Hundreds of years before at the top of Moriah Abraham had learned a new truth about Yahweh – that He was the God Who Provides. In the nick of time, He had provided the ram for the sacrifice in response to the Abraham's act of trust. Now at the bitter waters of Marah God reveals that He is the God Who Heals. Just as he healed the waters, he is able to restore those who choose to honor and hold true to him even when their hope has been waylaid. In fact, while obedience won't necessarily give us a free pass from hardship he promises that when it comes it won't be considered judgment. Rather, it will force our true colors to come out, revealing how deep our confession really runs.


There is something else I missed before but those more studied in these matters have since pointed out to me: they were led to Marah. That's where the Cloud, the physical manifestation of the Lord's presence among them, took them. They didn't stumble across the bitter waters of Marah by “accident.” Rather, it was by design to prove what was in them. As J.A. Motyer observes,Every move in whatever direction, every stop and start, every turn of the pathway was by the will of God. Whether they were in the comforts of Elim or in the dire straits of Rephidim, it was because the Lord had led them there.” (The Bible Speaks Today: The Message of Exodus, pp. 177-78).


As Lee-Thorp puts it:

This whole desert journey was the beginning of a school. Yahweh had trained Abraham, Isaac, Jacob and Jacob's sons as individuals; now he had to put more than a million people through the same course. Some of them weren't even Jacob's descendants and had heard of Yahweh only a few months earlier. Nearly all of them had grown up as slaves and children of slaves. This stage in Yahweh's plan was about transformation...

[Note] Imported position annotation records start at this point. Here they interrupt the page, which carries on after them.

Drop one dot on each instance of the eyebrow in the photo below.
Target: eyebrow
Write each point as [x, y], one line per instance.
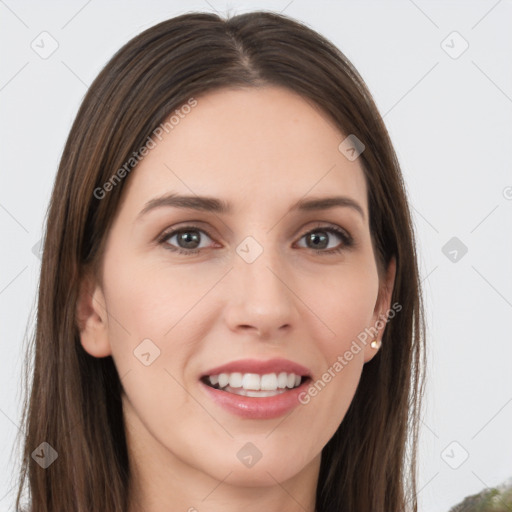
[212, 204]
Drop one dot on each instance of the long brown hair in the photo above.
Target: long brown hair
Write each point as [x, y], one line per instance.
[75, 400]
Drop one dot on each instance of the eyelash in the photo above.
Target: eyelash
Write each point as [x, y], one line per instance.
[347, 240]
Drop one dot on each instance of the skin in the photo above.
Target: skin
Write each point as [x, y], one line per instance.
[291, 302]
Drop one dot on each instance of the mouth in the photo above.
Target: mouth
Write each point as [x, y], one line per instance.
[253, 384]
[254, 389]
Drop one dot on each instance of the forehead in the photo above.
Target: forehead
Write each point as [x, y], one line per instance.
[250, 146]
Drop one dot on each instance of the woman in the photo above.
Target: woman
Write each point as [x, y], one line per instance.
[229, 310]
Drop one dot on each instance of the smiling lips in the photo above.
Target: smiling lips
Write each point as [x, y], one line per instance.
[256, 389]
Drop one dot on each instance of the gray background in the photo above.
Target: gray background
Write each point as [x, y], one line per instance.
[449, 117]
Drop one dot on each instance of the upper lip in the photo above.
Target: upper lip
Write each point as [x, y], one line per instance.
[260, 367]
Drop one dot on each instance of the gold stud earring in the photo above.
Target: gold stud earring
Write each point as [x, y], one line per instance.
[376, 344]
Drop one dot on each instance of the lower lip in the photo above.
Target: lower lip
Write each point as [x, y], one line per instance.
[260, 408]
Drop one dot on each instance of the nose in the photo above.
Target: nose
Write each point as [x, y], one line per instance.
[261, 298]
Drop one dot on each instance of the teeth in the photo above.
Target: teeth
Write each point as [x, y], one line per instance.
[252, 382]
[223, 380]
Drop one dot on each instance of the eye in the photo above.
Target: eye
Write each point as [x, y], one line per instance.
[187, 238]
[319, 239]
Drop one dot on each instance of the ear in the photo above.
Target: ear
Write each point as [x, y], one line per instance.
[382, 307]
[92, 318]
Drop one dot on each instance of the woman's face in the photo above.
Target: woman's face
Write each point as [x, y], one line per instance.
[265, 287]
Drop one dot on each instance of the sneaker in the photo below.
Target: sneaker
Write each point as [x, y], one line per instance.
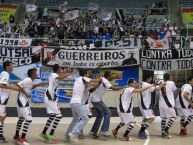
[24, 141]
[52, 138]
[81, 135]
[106, 134]
[3, 139]
[123, 138]
[66, 138]
[142, 135]
[17, 139]
[94, 135]
[73, 138]
[183, 132]
[43, 136]
[165, 134]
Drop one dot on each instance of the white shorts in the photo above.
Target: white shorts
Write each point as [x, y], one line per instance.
[126, 117]
[185, 112]
[24, 112]
[87, 109]
[147, 113]
[52, 106]
[2, 110]
[167, 112]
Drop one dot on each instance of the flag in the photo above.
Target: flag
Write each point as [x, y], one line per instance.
[119, 14]
[161, 43]
[93, 6]
[63, 7]
[71, 15]
[31, 7]
[105, 16]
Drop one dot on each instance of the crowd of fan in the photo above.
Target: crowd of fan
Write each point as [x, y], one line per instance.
[89, 26]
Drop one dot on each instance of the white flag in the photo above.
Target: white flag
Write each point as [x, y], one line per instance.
[93, 6]
[105, 16]
[63, 7]
[31, 7]
[71, 15]
[161, 43]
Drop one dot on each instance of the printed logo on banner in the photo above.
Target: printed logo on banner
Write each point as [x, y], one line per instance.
[91, 58]
[51, 55]
[166, 59]
[15, 42]
[23, 42]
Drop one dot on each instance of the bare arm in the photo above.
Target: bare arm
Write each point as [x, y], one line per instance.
[186, 94]
[14, 88]
[142, 89]
[39, 84]
[95, 80]
[24, 92]
[157, 88]
[116, 87]
[66, 74]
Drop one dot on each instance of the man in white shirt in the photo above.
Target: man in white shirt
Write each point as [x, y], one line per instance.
[125, 108]
[4, 95]
[50, 100]
[146, 105]
[101, 109]
[166, 105]
[80, 116]
[184, 105]
[23, 102]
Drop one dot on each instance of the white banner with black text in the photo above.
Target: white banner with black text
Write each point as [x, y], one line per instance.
[91, 58]
[166, 60]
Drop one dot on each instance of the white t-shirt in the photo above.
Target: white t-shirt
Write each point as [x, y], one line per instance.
[52, 84]
[181, 103]
[167, 101]
[4, 93]
[99, 92]
[86, 94]
[27, 85]
[145, 97]
[125, 100]
[78, 89]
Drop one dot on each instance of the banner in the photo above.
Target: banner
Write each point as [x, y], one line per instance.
[91, 58]
[71, 15]
[161, 44]
[20, 56]
[63, 7]
[31, 7]
[15, 42]
[187, 16]
[105, 16]
[93, 7]
[166, 60]
[7, 10]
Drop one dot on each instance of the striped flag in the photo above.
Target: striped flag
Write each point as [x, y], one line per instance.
[63, 7]
[71, 15]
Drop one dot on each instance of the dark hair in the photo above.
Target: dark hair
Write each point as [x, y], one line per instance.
[130, 81]
[82, 72]
[30, 72]
[189, 79]
[107, 74]
[166, 76]
[6, 63]
[55, 67]
[147, 76]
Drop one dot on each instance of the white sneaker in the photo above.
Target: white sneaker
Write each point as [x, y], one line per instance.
[66, 138]
[106, 134]
[73, 138]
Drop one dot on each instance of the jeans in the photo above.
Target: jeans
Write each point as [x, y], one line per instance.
[102, 111]
[77, 124]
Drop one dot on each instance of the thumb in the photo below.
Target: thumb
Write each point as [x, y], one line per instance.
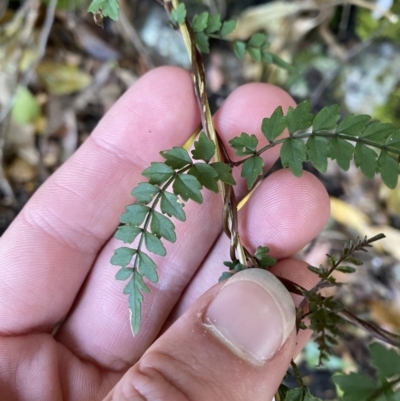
[235, 343]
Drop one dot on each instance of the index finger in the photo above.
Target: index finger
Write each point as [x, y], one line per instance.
[49, 249]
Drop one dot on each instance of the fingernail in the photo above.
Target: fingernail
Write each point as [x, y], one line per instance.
[253, 315]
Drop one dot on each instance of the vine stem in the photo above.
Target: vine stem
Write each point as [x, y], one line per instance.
[199, 84]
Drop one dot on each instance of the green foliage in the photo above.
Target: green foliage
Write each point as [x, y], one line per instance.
[377, 145]
[357, 386]
[106, 8]
[178, 15]
[206, 26]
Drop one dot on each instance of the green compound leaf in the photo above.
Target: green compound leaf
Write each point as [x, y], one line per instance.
[204, 148]
[355, 386]
[251, 169]
[365, 158]
[318, 150]
[227, 28]
[244, 144]
[154, 244]
[122, 256]
[127, 234]
[299, 118]
[342, 151]
[145, 192]
[353, 125]
[272, 127]
[346, 269]
[378, 132]
[147, 268]
[262, 257]
[200, 22]
[109, 8]
[224, 172]
[293, 154]
[389, 169]
[124, 273]
[172, 206]
[327, 118]
[206, 175]
[257, 40]
[134, 214]
[255, 53]
[158, 173]
[214, 23]
[202, 42]
[386, 361]
[178, 15]
[188, 187]
[176, 157]
[239, 48]
[135, 288]
[225, 276]
[300, 394]
[162, 226]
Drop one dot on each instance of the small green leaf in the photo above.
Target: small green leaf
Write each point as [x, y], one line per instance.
[122, 256]
[172, 206]
[389, 169]
[293, 154]
[355, 386]
[206, 175]
[299, 118]
[386, 360]
[214, 23]
[26, 108]
[225, 276]
[327, 118]
[263, 259]
[378, 131]
[346, 269]
[134, 214]
[200, 21]
[353, 125]
[154, 244]
[272, 127]
[147, 267]
[239, 48]
[251, 169]
[204, 148]
[158, 173]
[244, 144]
[109, 8]
[277, 61]
[255, 53]
[162, 226]
[176, 157]
[257, 40]
[188, 187]
[178, 15]
[124, 273]
[227, 28]
[127, 233]
[318, 149]
[144, 192]
[134, 288]
[342, 151]
[202, 42]
[224, 172]
[365, 158]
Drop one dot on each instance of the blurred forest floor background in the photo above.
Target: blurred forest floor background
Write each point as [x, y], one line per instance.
[60, 72]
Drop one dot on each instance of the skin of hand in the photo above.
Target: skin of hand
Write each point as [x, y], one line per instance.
[199, 341]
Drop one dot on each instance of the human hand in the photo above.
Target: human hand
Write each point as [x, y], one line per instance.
[55, 265]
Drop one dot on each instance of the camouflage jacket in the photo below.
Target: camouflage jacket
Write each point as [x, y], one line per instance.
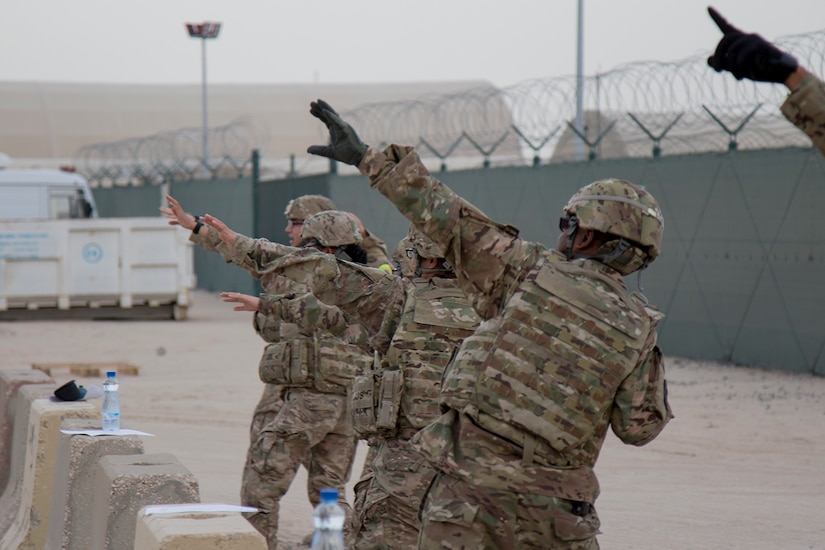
[377, 254]
[805, 107]
[270, 328]
[414, 324]
[504, 377]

...To change from slaves into servants, the people had to learn fear – and at the same time trust – Yahweh more than any other gods or human. One might expect that the plagues, the Reed Sea miracle and the constant physical presence of the cloud would have convinced them, but dry mouths and growling stomachs proved otherwise. Hence, Yahweh deprived them of the sources of their basic necessities to force them to depend on him. Then each day he provided just what they needed, so as to reinforce an attitude of daily dependence (Story of Stories, pp. 52-53).

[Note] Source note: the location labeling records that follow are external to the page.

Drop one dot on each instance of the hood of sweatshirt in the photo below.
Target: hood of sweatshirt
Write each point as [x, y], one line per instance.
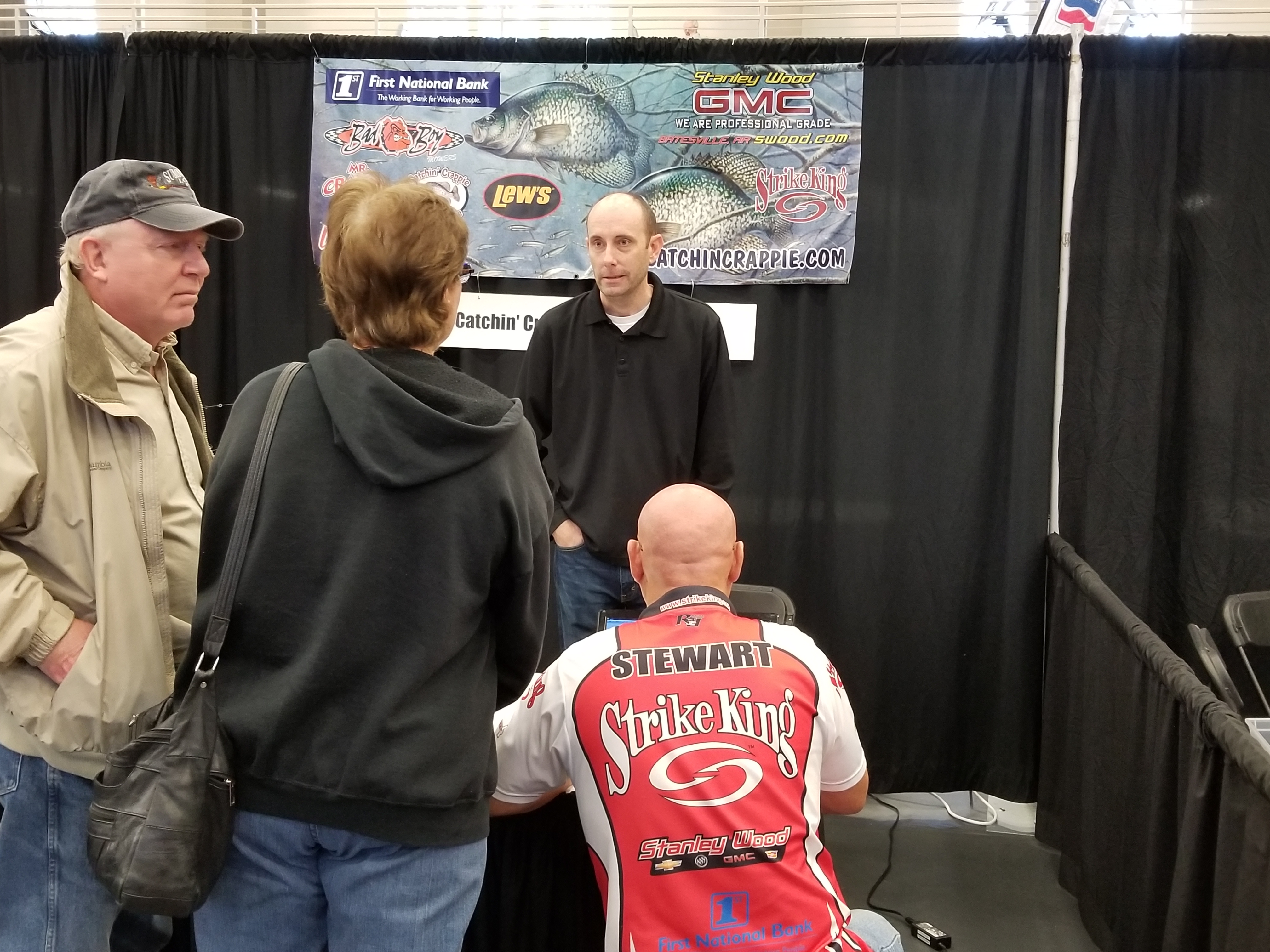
[408, 418]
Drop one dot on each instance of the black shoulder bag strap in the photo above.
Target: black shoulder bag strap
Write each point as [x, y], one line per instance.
[237, 552]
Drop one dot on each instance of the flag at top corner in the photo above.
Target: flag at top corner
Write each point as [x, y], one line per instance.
[1080, 13]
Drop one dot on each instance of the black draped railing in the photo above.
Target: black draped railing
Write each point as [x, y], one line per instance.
[1153, 789]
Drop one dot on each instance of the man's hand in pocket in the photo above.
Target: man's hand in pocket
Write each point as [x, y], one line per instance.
[66, 652]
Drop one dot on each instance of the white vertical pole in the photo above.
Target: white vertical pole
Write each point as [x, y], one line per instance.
[1065, 261]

So trouble and difficulty is all a part of the journey and the story that God is writing with our lives. Whether the place we're at is Marah where our hopes have gone awry or at the copious springs of Elim (Exodus 15:27) where it is so easy to be at peace with our lot in the world God desires that we trust his goodness and his purpose to lead us through the harsh terrain ahead. I hope that fifteen-year-old boy finds comfort on the other side of his present rage. I marvel at the woman who just lost her baby as she expresses to me her gratitude that she and her husband could be parents. But I am not surprised when my father-in-law shared with all of us this past weekend gathered for his 80th birthday that whether he is healed or not of the cancer presently growing within him, he will “trust the Master.” It's the way he's talked for as long as I have known him, a confession that arises out of a habit of faith.